Ahaus also gave the City Attorney 10 business days to provide a formal written statement confirming or denying whether the city has conditioned the lease on mandatory hiring from a specific historical workforce pool.

The legal threat is the latest escalation in a lease saga that has stretched for months over the 4,100-square-foot space at 256 Santa Monica Pier that housed Rusty's Surf Ranch for more than three decades before it closed.

The City Council voted unanimously to approve a lease framework with California Roadhouse after the company was selected from nine proposals following a competitive process that drew more than 100 initial inquiries. The concept was chosen in part for its commitment to daily live music programming.

Under the approved terms, California Roadhouse would pay roughly $26,728 per month in base rent — calculated at $6.25 per square foot — with a 3% annual escalator and Consumer Price Index adjustments, plus Common Area Maintenance charges. The city agreed to a one-time capital contribution of up to $500,000 for kitchen, HVAC, electrical, stage and bar upgrades, along with approximately $125,000 in pre-occupancy repairs and roughly $100,000 in waived rent during a 60-day stabilization period, bringing total public expenditure to approximately $725,000. The city projects the deal will generate $325,000 annually in pier fund revenue.

The lease was twice delayed at the request of Unite Here Local 11 — first over a procedural objection and then over proposed lease terms — before the council ultimately approved it with worker retention language embedded in the agreement.

Ahaus has said he has no objection in principle to hiring back former Rusty's workers and has offered to bring on more than the union-backed mandate requires, including managers and supervisors not covered under the original ordinance. His objection is to what he characterizes as the city's lack of legal authority to impose the current terms.

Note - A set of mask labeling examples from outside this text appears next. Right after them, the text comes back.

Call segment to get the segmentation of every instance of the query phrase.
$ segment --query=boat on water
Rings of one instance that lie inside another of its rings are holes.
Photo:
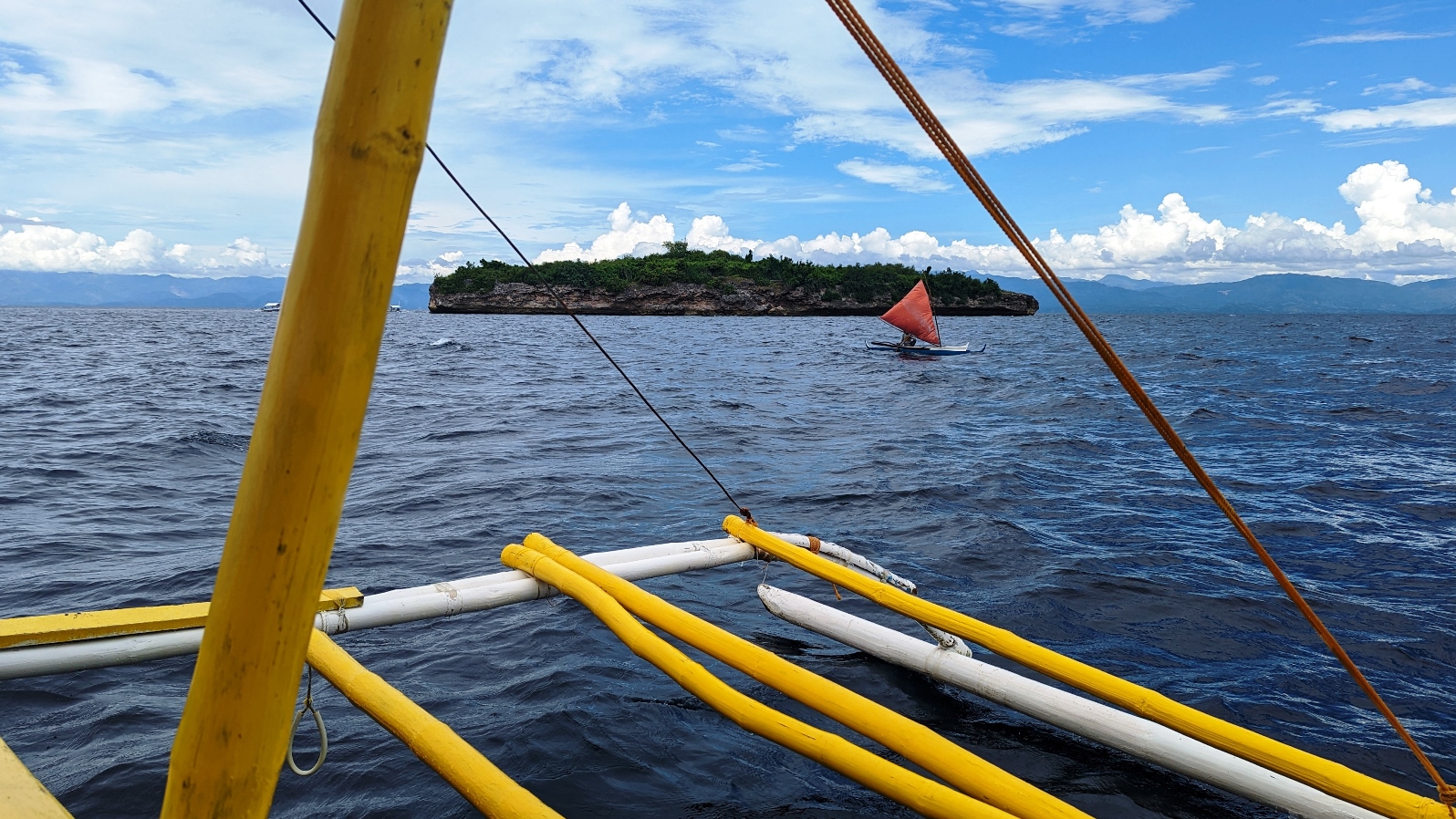
[[[933,116],[927,106],[853,6],[847,0],[830,0],[830,4],[930,131]],[[929,595],[919,595],[916,583],[898,575],[895,567],[881,566],[817,535],[775,531],[760,524],[745,506],[738,506],[702,460],[699,466],[738,512],[722,519],[725,537],[581,556],[569,548],[572,544],[520,532],[518,541],[501,544],[502,570],[498,572],[386,592],[364,594],[352,586],[325,589],[380,337],[390,311],[389,284],[396,272],[415,179],[427,154],[425,132],[448,15],[448,0],[409,4],[349,0],[344,6],[314,141],[303,228],[285,285],[290,311],[278,320],[211,599],[0,620],[0,678],[7,679],[197,655],[173,738],[162,816],[265,816],[285,759],[297,772],[316,770],[296,764],[291,738],[307,720],[323,733],[312,703],[312,674],[317,672],[486,816],[559,818],[448,724],[370,672],[335,637],[565,595],[635,655],[721,713],[724,730],[737,730],[727,724],[732,723],[909,810],[943,819],[1089,818],[932,727],[636,585],[649,578],[751,560],[783,563],[833,585],[836,595],[847,589],[907,618],[923,628],[929,640],[760,583],[759,599],[785,621],[1226,791],[1318,819],[1439,819],[1452,815],[1449,804],[1456,802],[1456,790],[1447,788],[1434,768],[1430,771],[1440,786],[1437,794],[1446,804],[938,605],[927,599]],[[970,167],[946,134],[935,132],[935,137],[958,170]],[[961,176],[968,185],[978,180],[974,170]],[[1015,240],[1019,228],[1009,215],[1002,221]],[[1018,247],[1024,247],[1028,262],[1158,432],[1264,559],[1290,598],[1303,605],[1297,589],[1198,467],[1176,431],[1125,371],[1060,279],[1029,243],[1018,241]],[[885,314],[887,321],[927,346],[879,346],[926,355],[970,352],[968,345],[941,345],[929,307],[929,294],[920,282]],[[600,349],[610,359],[606,348]],[[619,372],[630,383],[625,371],[619,368]],[[646,396],[641,390],[638,394],[651,409]],[[671,431],[661,415],[658,419]],[[677,432],[673,435],[693,454]],[[550,525],[550,521],[543,522],[545,528]],[[537,610],[545,612],[546,607],[537,605]],[[1312,612],[1307,617],[1318,624]],[[818,711],[846,732],[879,743],[890,754],[856,745],[836,730],[810,724],[750,697],[646,626]],[[1363,682],[1334,637],[1326,631],[1321,634]],[[1050,676],[1067,690],[980,662],[967,643]],[[306,665],[312,669],[310,694],[303,707],[296,708]],[[1373,688],[1366,691],[1383,707]],[[639,703],[639,707],[655,704]],[[1399,724],[1393,714],[1389,720]],[[1415,749],[1414,740],[1411,748]],[[320,754],[317,764],[323,764],[323,756]],[[909,765],[903,765],[901,758]],[[17,818],[70,816],[3,743],[0,809]],[[705,806],[703,813],[711,812],[712,806]],[[644,804],[641,813],[652,815],[652,806]]]
[[[903,335],[898,342],[868,342],[866,349],[903,355],[965,355],[971,352],[970,342],[964,345],[941,343],[941,324],[935,320],[935,307],[930,304],[930,291],[926,289],[925,279],[917,281],[910,292],[887,310],[879,320]],[[976,352],[986,352],[986,346],[983,345]]]

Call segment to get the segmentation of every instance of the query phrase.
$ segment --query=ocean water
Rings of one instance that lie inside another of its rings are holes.
[[[0,617],[208,596],[275,316],[0,320]],[[884,335],[869,319],[587,321],[766,527],[1431,793],[1066,317],[949,319],[949,340],[989,348],[939,361],[862,351]],[[1456,317],[1099,321],[1456,772]],[[395,314],[329,582],[495,572],[530,531],[578,551],[716,537],[731,511],[566,319]],[[763,578],[916,633],[783,564],[645,585],[1099,818],[1280,815],[780,623],[754,595]],[[569,818],[909,815],[729,724],[569,599],[339,642]],[[191,671],[175,658],[0,682],[0,736],[76,816],[154,816]],[[316,701],[328,762],[284,771],[274,816],[475,815],[328,684]]]

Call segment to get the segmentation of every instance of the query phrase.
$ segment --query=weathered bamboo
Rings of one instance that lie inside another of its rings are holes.
[[[760,646],[695,617],[638,586],[577,557],[540,534],[526,547],[591,580],[633,615],[667,631],[718,662],[747,674],[831,720],[903,755],[976,799],[1028,819],[1089,819],[1086,813],[1028,784],[929,727],[868,697],[796,666]]]
[[[15,819],[71,819],[41,780],[0,739],[0,816]]]
[[[842,736],[820,730],[744,695],[651,633],[600,586],[523,546],[501,554],[507,566],[530,572],[587,607],[632,653],[660,668],[690,694],[744,730],[808,756],[906,807],[936,819],[1010,819],[1010,813],[951,790],[882,759]]]
[[[587,554],[598,566],[629,580],[644,580],[741,563],[753,557],[753,547],[737,538],[684,543],[660,543],[616,551]],[[552,596],[556,589],[531,579],[524,572],[496,572],[446,583],[414,586],[367,595],[357,608],[328,610],[314,618],[326,634],[397,626],[418,620],[451,617],[502,605]],[[111,668],[195,653],[202,643],[201,628],[181,628],[151,634],[130,634],[76,640],[48,646],[0,650],[0,679],[67,674]]]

The lease has been delayed most recently due to disputes over the details of the lease, with a current disagreement over hiring practices. Ahaus wants to interview former Rusty’s employees before offering employment but the terms of the lease prevent Ahaus from conducting interviews and instead only allow him to require “an employment information form identifying prior experience, certifications, skills, availability , and position preferences for purposes of job assignment, training, scheduling and compensation.”

Ahaus has previously warned he could relocate the California Roadhouse concept to Venice Beach if an acceptable lease is not reached, adding that he would offer the same former Rusty's workers jobs at the new location — without any legal mandate requiring it.